Just to put some numbers down, average temperature in Oslo January 2017 was -4.3, and coldest -12.6.

My child carrier, a Range Rover Sport, (one of Britains fines engineering that never fails) is equipped with a Webasto pre heater and controlled remotely by SMS command or an app. Communication is using WBUS, Webasto’s own language.

My goal in this post is to use data from the OMS Weather Data solution and Azure functions to automatically start my Webasto heater based on the observed temperature.
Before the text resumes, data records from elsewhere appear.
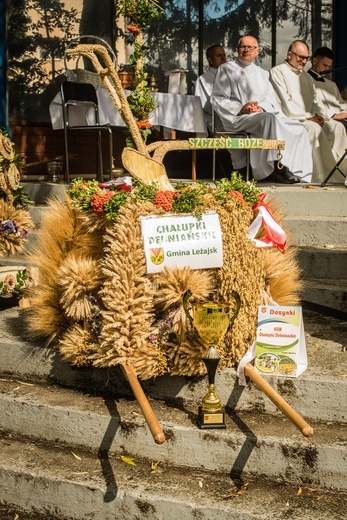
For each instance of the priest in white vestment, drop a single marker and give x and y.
(298, 99)
(204, 84)
(329, 96)
(245, 101)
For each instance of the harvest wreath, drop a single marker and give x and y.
(95, 302)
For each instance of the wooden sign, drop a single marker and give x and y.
(238, 143)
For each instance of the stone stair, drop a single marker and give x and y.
(316, 219)
(65, 430)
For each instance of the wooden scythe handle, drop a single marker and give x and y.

I have to say, using the app directly way easier, but this is a very good opportunity to explore and play with cars, azure and automation.

 

Starting the heater

Many of these heaters and apps only communicate using SMS commands, but my heater controller can use internet connection as well, meaning there is an API of some sort it’s communicating with.

Using fiddler I found out how the app was communicating, replicating it using Powershell I ended up with this as a simple function to send commands to my heater. Typical commands are “cmd_heater_status” which asks for current status, and “cmd_time1:30,start” that starts the heater for 30 minutes.


To be honest, I wasn’t very pleased with the security here, but that’s something I will notify the company who make these controllers about.

Below is a typical output after requesting heater status.

heater : 1
gsm : 7
voltage : 12.0
h_temp : 25
flame : 0
date : 2017-10-1 19:13:9
valid : 1
status_date : 01/10
status_fdate : 01.10.2017
status_time : 21:13:09

Creating the Azure Function

After we have the basic functionality in place, we can add some logic to our script and create an Azure Function out of it. I have created a basic Powershell function below that accepts two input parameters. TempLow the temperature you have to be below to fire the heater, and heatingMinutes which is the number of minutes the heater will run.

The rest of the script is using our function above to request statuses and act upon our input and the heater response. I had to add sleep time within the script so that the Webasto controller had time process my commands.
Parameters like email-address and heaterId are defined as function environment variables

 

OMS / Log Analytics setup – query and alert.

Using data from the weather solution I created together with Cameron Fuller i created the following query to alert when observed temperature in Oslo is below a certain degree. This search is based on the new query language, Kusto. I reccommend everyone (including my self) to take a look at this Kusto cheet sheet.

YRno_CL | where LocationName_s == "Oslo" and TimeGenerated > ago(2h) | summarize AggregatedValue = avg(ObservedTemp_d) by bin(TimeGenerated, 15m), LocationName_s

Create an metric based alert based on the above query.

To kick off our Azure Function we set the alert to send a webhook with a custom json payload looking like this: (yes testing values)

{
"tempLow": "59",
"heatingMinutes": "40"
}

The test says webhook is sent successfully, and our function log confirms 🙂

 

Calm down John Snow, let winter come.